During the session, we also discussed how we can involve women and girls, most especially in responding to their most important needs and demands through education and empowerment to enable them to fully participate in a gender-responsive just transition for the people and the planet. I also attended other events that focused on the intersection of gender equality and climate justice, and those that highlighted the investment in girls and women to achieve climate justice.
On Education Day, discussions focused on how to ensure that all learning institutions from early childhood are climate-ready, mobilizing and strengthening political commitment to greening education, sharing good practices and solutions on climate change education and generating opportunities for synergetic action on greening schools, curriculums, the capacities of teachers and systems and communities.
Thirty-eight countries committed to climate education in their Nationally Determined Contributions, with the ‘UNESCO Greening Education Partnership Declaration’. Many young people, including me, called for investment in gender-transformative climate change education, because of the power of educating girls in solving the climate crisis.
A health crisis
The climate crisis is a health crisis, but for too long, health has been a footnote in climate discussions. However, this year COP28 hosted the first-ever Health Day which highlighted the severe health implications of climate change and the urgent need for governments to prepare healthcare systems to cope with climate-related impacts such as extreme heat, air pollution and infectious diseases.
However, the gaps remain on issues like the Sexual and Reproductive Health and Rights (SRHR) of girls and women globally. Yet ensuring the SRHR of girls and women supports their bodily autonomy and ability to control their life choices, building resilience and adaptive capacity to climate change, which in turn can facilitate engagement in climate action.

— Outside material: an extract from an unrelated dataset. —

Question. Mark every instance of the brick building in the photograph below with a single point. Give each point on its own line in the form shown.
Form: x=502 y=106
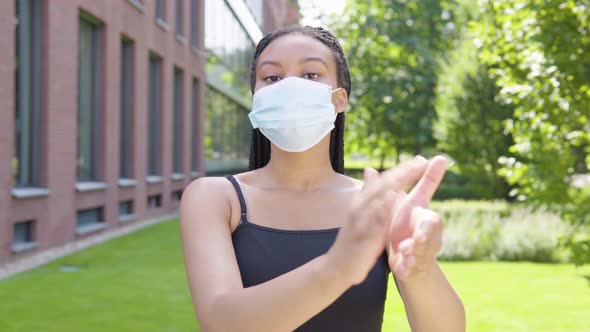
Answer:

COP28 also adopted the first-ever Global Stocktake (GST), which for the first time recognized the need to transition away from fossil fuels. One of the main goals of the GST is to help the world dramatically cut down on greenhouse gas emissions and make true progress in developing a more sustainable world. The GST text included transitioning away from fossil fuels, tripling renewable energy and doubling energy efficiency by 2030, and accelerating efforts for net-zero emission energy systems. Compromises led to the removal of calls to peak global emissions by 2025, and dropping language on the phasing out of fossil fuels. However, the GST text is weak on finance and equity is nonexistent and also failed to secure implementation of real human rights-based climate action.
Apart from attending high-level events, dialogues, and side events, I also had several interviews with different international media on the nexus of gender and climate justice. I also met incredible people from around the world who are doing amazing work in championing the rights of girls and women, including the right to education, SRHR etc. that inspired me to keep on doing the work I do in my community back in Uganda.
My message to World leaders after Cop28 is “ Without an immediate and total phaseout of fossil fuels, we are failing the world’s most vulnerable and marginalised groups of people, who are already facing the brutal impacts of the crisis, who are women and girls and a more sustainable, resilient, and equitable future shall continue to be out of their reach.”
Joan Kembabazi is the Founder and Team Leader of Gufasha Girls Foundation, a community-based organisation in Uganda committed to promoting girls’ rights and education through advocacy, capacity building, and awareness creation. Joan is also a PM Choice Ambassador.
The views expressed in guest blog posts do not necessarily reflect the opinions and position of Population Matters.